IHC has agreed to pay half of an $800,000 shortfall incurred by Utah pharmacies because of a pact IHC Health Plans and RxNet of Utah signed this year.Under a "capitation" agreement, IHC paid a fixed amount per member per month, and RxNet agreed to compensate their pharmacies from that amount.

The agreement, however, caught pharmacies at a loss because more IHC Health Plan members began using more prescription drugs.

"The utilization of drugs increased dramatically in 1989 compared with 1988," said Bill Nelson, president of IHC Health Plans. "We thought for awhile it was a seasonal thing, but it turned out that there was just significantly higher drug utilization in 1989 than had been seen when the capitation agreement had been set."

Neil Jensen, executive director of RxNet, the contracting arm of retail pharmacies, said because of problems plaguing the generic drug industry, members of IHC Health Plans - like other Utahns - are requesting more expensive brand-name drugs.

This had lead to increased dollar utilization, but not necessarily increased prescription utilization, he said.

"We also, however, attribute this shortfall to the increased use of Prozac, a drug that had very limited use in 1988, and, therefore, was not taken into account when the capitation rates were derived," he said."
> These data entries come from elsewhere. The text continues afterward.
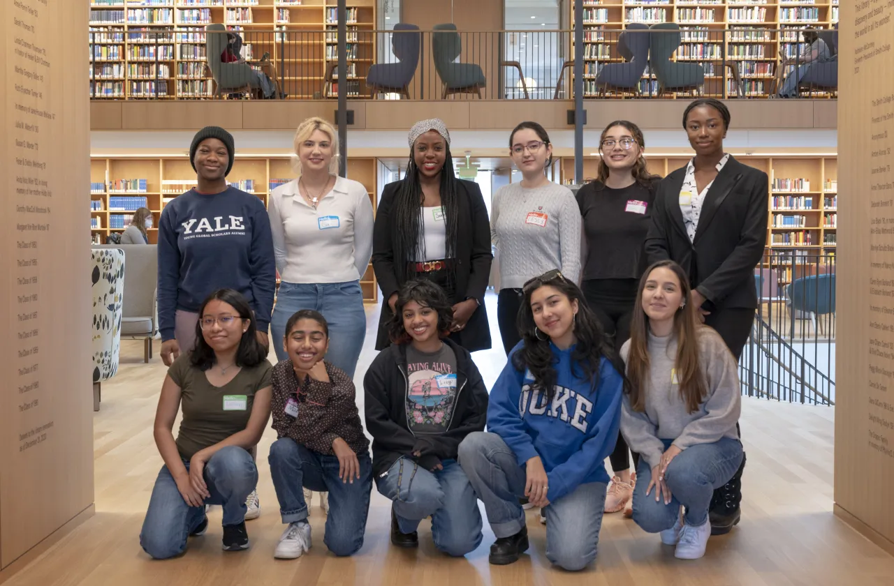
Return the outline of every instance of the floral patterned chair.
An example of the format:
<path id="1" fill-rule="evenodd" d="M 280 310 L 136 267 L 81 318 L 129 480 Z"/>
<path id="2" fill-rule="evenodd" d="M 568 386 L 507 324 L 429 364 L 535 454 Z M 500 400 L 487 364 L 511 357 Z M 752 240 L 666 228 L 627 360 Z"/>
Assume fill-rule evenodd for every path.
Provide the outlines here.
<path id="1" fill-rule="evenodd" d="M 99 411 L 100 384 L 118 372 L 121 350 L 122 298 L 124 292 L 124 251 L 91 251 L 93 269 L 93 410 Z"/>

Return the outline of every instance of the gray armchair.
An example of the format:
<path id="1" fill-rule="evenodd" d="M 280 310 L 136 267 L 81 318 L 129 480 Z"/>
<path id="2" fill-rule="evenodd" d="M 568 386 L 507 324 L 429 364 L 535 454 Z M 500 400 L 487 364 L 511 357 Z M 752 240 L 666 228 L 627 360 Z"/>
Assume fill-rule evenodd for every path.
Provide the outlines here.
<path id="1" fill-rule="evenodd" d="M 419 63 L 419 27 L 400 22 L 394 25 L 392 51 L 395 63 L 375 63 L 367 74 L 367 86 L 378 92 L 395 92 L 409 99 L 409 82 Z"/>
<path id="2" fill-rule="evenodd" d="M 118 248 L 124 253 L 121 337 L 143 340 L 143 361 L 152 358 L 152 339 L 158 332 L 156 292 L 158 280 L 158 247 L 155 244 L 101 245 L 94 248 Z"/>
<path id="3" fill-rule="evenodd" d="M 681 42 L 679 25 L 676 22 L 654 24 L 650 27 L 649 37 L 649 63 L 658 80 L 658 96 L 666 91 L 697 94 L 704 85 L 704 67 L 670 61 Z"/>

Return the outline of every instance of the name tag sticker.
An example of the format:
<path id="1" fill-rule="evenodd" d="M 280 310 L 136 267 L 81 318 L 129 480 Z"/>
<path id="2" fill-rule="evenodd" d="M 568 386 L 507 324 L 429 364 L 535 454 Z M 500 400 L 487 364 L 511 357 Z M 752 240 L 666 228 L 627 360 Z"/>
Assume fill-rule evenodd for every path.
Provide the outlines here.
<path id="1" fill-rule="evenodd" d="M 438 389 L 456 389 L 456 374 L 439 374 L 434 377 Z"/>
<path id="2" fill-rule="evenodd" d="M 245 411 L 249 408 L 249 398 L 246 395 L 224 395 L 224 411 Z"/>
<path id="3" fill-rule="evenodd" d="M 645 207 L 647 205 L 647 202 L 639 201 L 638 199 L 628 199 L 624 211 L 630 212 L 631 213 L 645 213 Z"/>
<path id="4" fill-rule="evenodd" d="M 525 218 L 525 223 L 534 224 L 535 226 L 540 226 L 541 228 L 544 228 L 546 226 L 546 221 L 548 219 L 549 216 L 546 215 L 545 213 L 540 213 L 538 212 L 531 212 L 527 214 L 527 217 Z"/>
<path id="5" fill-rule="evenodd" d="M 342 225 L 337 215 L 324 215 L 316 219 L 316 223 L 319 225 L 320 230 L 327 230 L 329 228 L 338 228 Z"/>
In March 1989, when it appeared that the capitation payment was insufficient to meet prescription costs, IHC gave RxNet a $200,000 cash advance to maintain payment to its member pharmacies.

IHC Health Plans, which represents 40,000 people, one third of them IHC employees, later exempted Prozac from the capitation and agreed to pay RxNet 90 percent of the average wholesale price for Prozac - retroactive to Jan. 1. This gave $160,000 more to RxNet.
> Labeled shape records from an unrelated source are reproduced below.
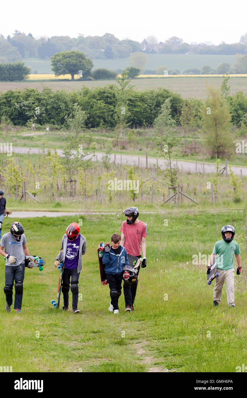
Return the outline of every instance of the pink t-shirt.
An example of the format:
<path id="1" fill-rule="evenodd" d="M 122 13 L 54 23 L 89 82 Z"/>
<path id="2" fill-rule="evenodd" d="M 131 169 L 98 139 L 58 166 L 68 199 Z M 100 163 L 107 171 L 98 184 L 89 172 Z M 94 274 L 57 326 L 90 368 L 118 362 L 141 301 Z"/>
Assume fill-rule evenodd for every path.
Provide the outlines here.
<path id="1" fill-rule="evenodd" d="M 124 221 L 120 232 L 125 237 L 124 246 L 127 254 L 141 255 L 141 242 L 143 236 L 147 236 L 147 226 L 145 222 L 139 221 L 137 224 L 127 224 Z"/>

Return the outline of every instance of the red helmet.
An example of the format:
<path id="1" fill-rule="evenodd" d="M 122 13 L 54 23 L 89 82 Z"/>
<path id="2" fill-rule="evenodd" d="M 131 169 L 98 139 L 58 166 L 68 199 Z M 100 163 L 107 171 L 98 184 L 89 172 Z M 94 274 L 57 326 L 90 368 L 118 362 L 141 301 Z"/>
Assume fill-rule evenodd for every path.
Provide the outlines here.
<path id="1" fill-rule="evenodd" d="M 66 229 L 66 234 L 70 240 L 76 239 L 80 232 L 80 227 L 77 222 L 72 222 Z"/>

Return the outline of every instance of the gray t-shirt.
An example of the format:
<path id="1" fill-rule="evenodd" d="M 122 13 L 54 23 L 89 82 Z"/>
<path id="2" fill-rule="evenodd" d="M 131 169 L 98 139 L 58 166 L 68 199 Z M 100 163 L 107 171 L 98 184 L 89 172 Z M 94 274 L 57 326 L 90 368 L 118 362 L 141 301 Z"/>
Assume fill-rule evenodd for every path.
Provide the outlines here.
<path id="1" fill-rule="evenodd" d="M 16 262 L 14 264 L 11 264 L 8 260 L 6 259 L 6 265 L 10 267 L 14 267 L 19 265 L 25 261 L 25 256 L 23 252 L 23 245 L 27 244 L 26 237 L 24 234 L 21 236 L 21 240 L 17 242 L 13 236 L 12 236 L 10 232 L 4 234 L 0 242 L 0 246 L 4 248 L 4 251 L 10 256 L 13 256 L 16 257 Z"/>

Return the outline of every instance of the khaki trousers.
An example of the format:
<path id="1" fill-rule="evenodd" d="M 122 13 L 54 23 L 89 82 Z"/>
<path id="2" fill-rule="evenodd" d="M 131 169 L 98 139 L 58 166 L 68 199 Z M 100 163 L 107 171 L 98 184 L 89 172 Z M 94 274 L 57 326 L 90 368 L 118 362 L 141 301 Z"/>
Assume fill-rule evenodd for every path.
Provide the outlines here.
<path id="1" fill-rule="evenodd" d="M 235 304 L 234 303 L 234 269 L 216 270 L 220 276 L 215 278 L 215 285 L 214 289 L 214 301 L 220 302 L 222 288 L 224 284 L 225 279 L 226 281 L 226 297 L 228 304 Z"/>

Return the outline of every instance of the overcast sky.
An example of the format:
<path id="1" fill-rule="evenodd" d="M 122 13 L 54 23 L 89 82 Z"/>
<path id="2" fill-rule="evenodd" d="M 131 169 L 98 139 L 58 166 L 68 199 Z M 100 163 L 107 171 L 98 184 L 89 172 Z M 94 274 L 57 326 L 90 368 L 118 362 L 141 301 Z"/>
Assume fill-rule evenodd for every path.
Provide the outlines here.
<path id="1" fill-rule="evenodd" d="M 1 2 L 0 33 L 15 29 L 40 36 L 102 36 L 141 42 L 153 35 L 159 41 L 176 36 L 184 42 L 238 42 L 247 32 L 244 0 L 11 0 Z"/>

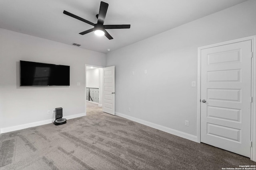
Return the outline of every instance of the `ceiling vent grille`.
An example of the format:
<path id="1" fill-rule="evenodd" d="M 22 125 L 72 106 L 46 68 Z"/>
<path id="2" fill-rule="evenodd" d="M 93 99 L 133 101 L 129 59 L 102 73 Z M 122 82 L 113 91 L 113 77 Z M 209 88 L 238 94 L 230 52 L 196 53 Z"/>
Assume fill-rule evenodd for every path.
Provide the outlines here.
<path id="1" fill-rule="evenodd" d="M 78 47 L 79 47 L 81 45 L 80 44 L 77 44 L 76 43 L 72 43 L 72 45 L 75 45 L 76 46 L 78 46 Z"/>

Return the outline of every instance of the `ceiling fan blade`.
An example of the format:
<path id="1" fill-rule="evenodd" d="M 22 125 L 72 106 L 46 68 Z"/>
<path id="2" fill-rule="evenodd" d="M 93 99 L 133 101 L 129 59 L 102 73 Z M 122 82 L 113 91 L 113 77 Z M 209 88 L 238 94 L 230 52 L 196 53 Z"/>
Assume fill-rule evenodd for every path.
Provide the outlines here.
<path id="1" fill-rule="evenodd" d="M 87 34 L 87 33 L 92 32 L 94 30 L 94 28 L 92 28 L 91 29 L 88 29 L 88 30 L 84 31 L 83 31 L 79 33 L 79 34 L 81 35 L 84 35 L 85 34 Z"/>
<path id="2" fill-rule="evenodd" d="M 106 36 L 107 37 L 107 38 L 108 38 L 108 39 L 113 39 L 113 37 L 111 37 L 111 35 L 110 35 L 110 34 L 109 34 L 108 33 L 108 32 L 107 32 L 107 31 L 106 30 L 104 29 L 104 30 L 103 31 L 105 33 L 105 36 Z"/>
<path id="3" fill-rule="evenodd" d="M 87 23 L 90 25 L 91 25 L 92 26 L 94 26 L 94 25 L 95 25 L 95 24 L 94 24 L 94 23 L 92 23 L 92 22 L 90 22 L 89 21 L 87 21 L 86 20 L 84 19 L 84 18 L 82 18 L 81 17 L 80 17 L 78 16 L 76 16 L 76 15 L 73 14 L 71 14 L 70 12 L 69 12 L 67 11 L 66 11 L 65 10 L 64 10 L 64 11 L 63 11 L 63 14 L 66 14 L 67 15 L 68 15 L 68 16 L 70 16 L 71 17 L 73 17 L 74 18 L 75 18 L 76 19 L 77 19 L 78 20 L 80 20 L 80 21 L 82 21 L 83 22 L 84 22 L 86 23 Z"/>
<path id="4" fill-rule="evenodd" d="M 99 15 L 98 17 L 98 23 L 103 25 L 108 7 L 108 4 L 102 1 L 100 2 L 100 11 L 99 12 Z"/>
<path id="5" fill-rule="evenodd" d="M 130 28 L 130 25 L 105 25 L 105 29 L 120 29 L 122 28 Z"/>

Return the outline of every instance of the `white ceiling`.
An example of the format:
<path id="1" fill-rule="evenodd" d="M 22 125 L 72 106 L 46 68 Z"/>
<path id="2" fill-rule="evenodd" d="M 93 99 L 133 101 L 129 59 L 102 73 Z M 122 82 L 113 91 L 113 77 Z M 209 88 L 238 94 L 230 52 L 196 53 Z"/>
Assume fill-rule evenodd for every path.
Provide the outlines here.
<path id="1" fill-rule="evenodd" d="M 106 53 L 246 0 L 104 0 L 109 4 L 105 25 L 131 24 L 108 29 L 110 40 L 93 32 L 79 34 L 93 27 L 63 14 L 96 23 L 100 0 L 0 0 L 0 27 Z"/>

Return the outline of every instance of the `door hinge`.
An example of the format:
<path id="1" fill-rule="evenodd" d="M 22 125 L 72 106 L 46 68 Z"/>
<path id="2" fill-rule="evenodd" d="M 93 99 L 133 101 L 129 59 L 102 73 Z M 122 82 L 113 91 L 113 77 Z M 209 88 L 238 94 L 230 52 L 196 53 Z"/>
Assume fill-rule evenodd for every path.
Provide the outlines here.
<path id="1" fill-rule="evenodd" d="M 252 147 L 252 141 L 251 141 L 251 142 L 250 142 L 250 145 L 251 146 L 250 146 L 250 147 Z"/>

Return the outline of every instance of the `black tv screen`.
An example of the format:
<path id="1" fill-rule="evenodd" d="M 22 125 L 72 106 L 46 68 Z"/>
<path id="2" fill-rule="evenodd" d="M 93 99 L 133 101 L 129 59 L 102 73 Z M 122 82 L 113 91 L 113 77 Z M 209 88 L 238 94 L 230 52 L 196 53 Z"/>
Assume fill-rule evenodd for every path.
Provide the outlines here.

However, Jensen said a significant shortfall still exists.

"Because of its commitment to the pharmacy community, IHC has agreed to pay $400,000 of the outstanding balance owed by us to our pharmacies for services incurred before Aug. 31, 1989," Jensen said. "This is far beyond the $150,000 we requested. IHC Health Plans will fund approximately 67 percent of the shortfall for which they have no legal obligation."

Jensen said the shortfall distribution will be equitably made as soon as a final reconciliation of outstanding claims is completed. RxNet, meanwhile, has signed contracts putting them at 100 percent at-risk for the remainder of the shortfall.
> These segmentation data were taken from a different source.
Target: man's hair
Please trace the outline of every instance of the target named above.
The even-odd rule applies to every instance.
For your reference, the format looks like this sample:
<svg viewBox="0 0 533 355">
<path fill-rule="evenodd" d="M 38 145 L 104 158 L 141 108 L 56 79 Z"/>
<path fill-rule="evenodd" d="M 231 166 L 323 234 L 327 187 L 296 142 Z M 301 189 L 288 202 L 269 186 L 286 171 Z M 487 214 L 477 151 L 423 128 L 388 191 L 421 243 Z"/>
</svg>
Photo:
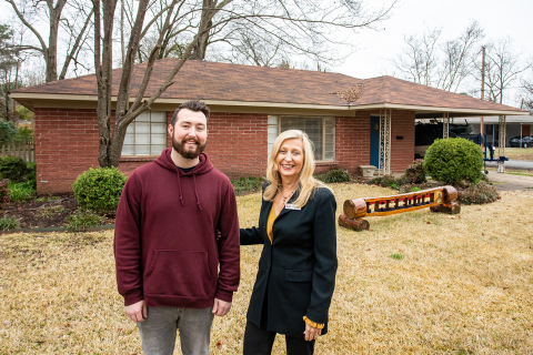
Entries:
<svg viewBox="0 0 533 355">
<path fill-rule="evenodd" d="M 205 105 L 205 103 L 201 101 L 191 100 L 191 101 L 183 102 L 182 104 L 180 104 L 178 109 L 175 109 L 174 114 L 172 115 L 172 121 L 170 121 L 170 124 L 172 124 L 172 126 L 174 126 L 175 121 L 178 121 L 178 113 L 182 109 L 188 109 L 194 112 L 202 112 L 205 115 L 205 120 L 209 120 L 210 111 L 209 111 L 209 108 Z"/>
</svg>

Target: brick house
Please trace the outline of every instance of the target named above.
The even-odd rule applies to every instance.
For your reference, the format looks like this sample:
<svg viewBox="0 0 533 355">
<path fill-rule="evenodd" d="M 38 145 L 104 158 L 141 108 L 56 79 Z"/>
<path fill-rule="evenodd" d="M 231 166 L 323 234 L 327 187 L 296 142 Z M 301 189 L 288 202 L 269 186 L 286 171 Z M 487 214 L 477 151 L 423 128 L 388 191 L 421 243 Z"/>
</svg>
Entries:
<svg viewBox="0 0 533 355">
<path fill-rule="evenodd" d="M 147 95 L 175 65 L 155 62 Z M 133 71 L 132 95 L 145 64 Z M 114 94 L 121 70 L 113 71 Z M 345 100 L 361 90 L 358 100 Z M 98 166 L 95 75 L 11 92 L 36 113 L 38 193 L 72 190 L 76 178 Z M 315 145 L 316 172 L 381 165 L 400 172 L 414 159 L 414 122 L 420 118 L 526 114 L 525 111 L 391 77 L 356 79 L 338 73 L 188 61 L 174 84 L 130 124 L 119 169 L 131 173 L 170 146 L 167 125 L 175 108 L 202 100 L 211 109 L 205 152 L 229 176 L 264 175 L 275 136 L 304 130 Z M 349 102 L 354 101 L 354 102 Z"/>
</svg>

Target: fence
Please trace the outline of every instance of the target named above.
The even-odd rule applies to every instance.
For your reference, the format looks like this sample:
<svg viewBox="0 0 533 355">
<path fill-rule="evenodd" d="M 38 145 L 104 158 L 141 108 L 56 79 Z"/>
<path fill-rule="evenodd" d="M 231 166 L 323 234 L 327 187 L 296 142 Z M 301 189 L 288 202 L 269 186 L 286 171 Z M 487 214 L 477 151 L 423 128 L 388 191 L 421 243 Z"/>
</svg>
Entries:
<svg viewBox="0 0 533 355">
<path fill-rule="evenodd" d="M 14 155 L 22 158 L 24 162 L 36 161 L 36 144 L 34 143 L 8 143 L 0 149 L 0 156 Z"/>
</svg>

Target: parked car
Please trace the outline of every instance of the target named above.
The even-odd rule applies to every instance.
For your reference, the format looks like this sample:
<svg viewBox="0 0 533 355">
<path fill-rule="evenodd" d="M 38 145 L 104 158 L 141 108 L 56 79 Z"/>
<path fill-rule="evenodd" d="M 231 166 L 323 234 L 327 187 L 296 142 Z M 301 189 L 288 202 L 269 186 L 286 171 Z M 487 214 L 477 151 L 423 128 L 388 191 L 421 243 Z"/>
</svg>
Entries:
<svg viewBox="0 0 533 355">
<path fill-rule="evenodd" d="M 522 139 L 520 139 L 520 135 L 516 135 L 509 141 L 509 145 L 513 148 L 521 146 L 520 143 L 522 143 L 522 148 L 533 146 L 533 136 L 522 136 Z"/>
</svg>

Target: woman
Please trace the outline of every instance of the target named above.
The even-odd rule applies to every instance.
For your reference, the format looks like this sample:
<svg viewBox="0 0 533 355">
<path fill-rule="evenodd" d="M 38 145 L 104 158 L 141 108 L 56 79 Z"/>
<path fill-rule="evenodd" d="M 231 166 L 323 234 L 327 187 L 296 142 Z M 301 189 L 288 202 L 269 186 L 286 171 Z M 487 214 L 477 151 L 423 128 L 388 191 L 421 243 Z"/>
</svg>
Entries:
<svg viewBox="0 0 533 355">
<path fill-rule="evenodd" d="M 313 178 L 312 143 L 302 131 L 281 133 L 266 166 L 259 226 L 241 245 L 264 244 L 244 331 L 244 355 L 271 354 L 276 333 L 288 355 L 313 354 L 328 332 L 336 273 L 336 202 Z"/>
</svg>

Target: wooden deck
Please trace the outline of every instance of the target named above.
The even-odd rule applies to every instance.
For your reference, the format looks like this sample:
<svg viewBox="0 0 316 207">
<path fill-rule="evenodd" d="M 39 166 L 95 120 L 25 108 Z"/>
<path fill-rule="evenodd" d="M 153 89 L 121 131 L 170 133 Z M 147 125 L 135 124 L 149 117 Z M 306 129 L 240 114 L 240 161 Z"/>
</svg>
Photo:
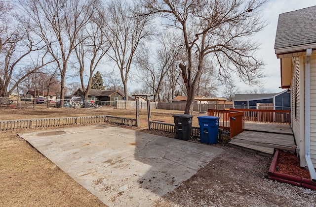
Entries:
<svg viewBox="0 0 316 207">
<path fill-rule="evenodd" d="M 245 122 L 245 131 L 234 137 L 229 143 L 267 156 L 273 156 L 276 148 L 295 149 L 289 124 Z"/>
<path fill-rule="evenodd" d="M 245 130 L 278 134 L 293 134 L 290 124 L 271 123 L 256 123 L 245 121 Z"/>
</svg>

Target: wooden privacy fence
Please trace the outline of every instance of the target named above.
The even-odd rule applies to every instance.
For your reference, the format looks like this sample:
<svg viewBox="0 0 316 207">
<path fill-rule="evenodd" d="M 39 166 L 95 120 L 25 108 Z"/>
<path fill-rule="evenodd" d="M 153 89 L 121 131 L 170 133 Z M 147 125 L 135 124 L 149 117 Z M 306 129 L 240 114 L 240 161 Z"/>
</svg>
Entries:
<svg viewBox="0 0 316 207">
<path fill-rule="evenodd" d="M 251 122 L 290 124 L 290 110 L 230 109 L 244 112 L 245 120 Z"/>
<path fill-rule="evenodd" d="M 91 124 L 106 121 L 136 126 L 136 119 L 104 115 L 0 121 L 0 131 L 18 129 Z"/>
</svg>

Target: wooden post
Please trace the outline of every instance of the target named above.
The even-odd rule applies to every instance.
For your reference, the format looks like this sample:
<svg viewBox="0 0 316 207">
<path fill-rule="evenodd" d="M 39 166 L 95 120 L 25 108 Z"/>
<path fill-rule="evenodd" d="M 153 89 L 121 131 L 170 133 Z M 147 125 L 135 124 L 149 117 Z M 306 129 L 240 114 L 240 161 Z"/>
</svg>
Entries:
<svg viewBox="0 0 316 207">
<path fill-rule="evenodd" d="M 139 96 L 135 96 L 135 100 L 136 101 L 136 125 L 137 127 L 139 127 Z"/>
<path fill-rule="evenodd" d="M 150 95 L 146 95 L 147 101 L 147 114 L 148 114 L 148 129 L 150 130 L 150 122 L 152 121 L 152 114 L 150 111 Z"/>
</svg>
To further cut pharmacy losses, IHC Health Plans agreed to terminate the capitation agreement.

Effective Sept. 1, payments were made to Utah pharmacies by IHC on a fee-for-service basis. IHC is now reimbursing pharmacies at 90 percent of the average wholesale price, plus a dispensing fee of $2.50 for name-brand products and $3.50 for generic prescriptions, less the member co-payment.

Jensen, who's also executive director of the Utah Pharmaceutical Association, said pharmacies - at risk by "capitation" - will be elated by the new agreement.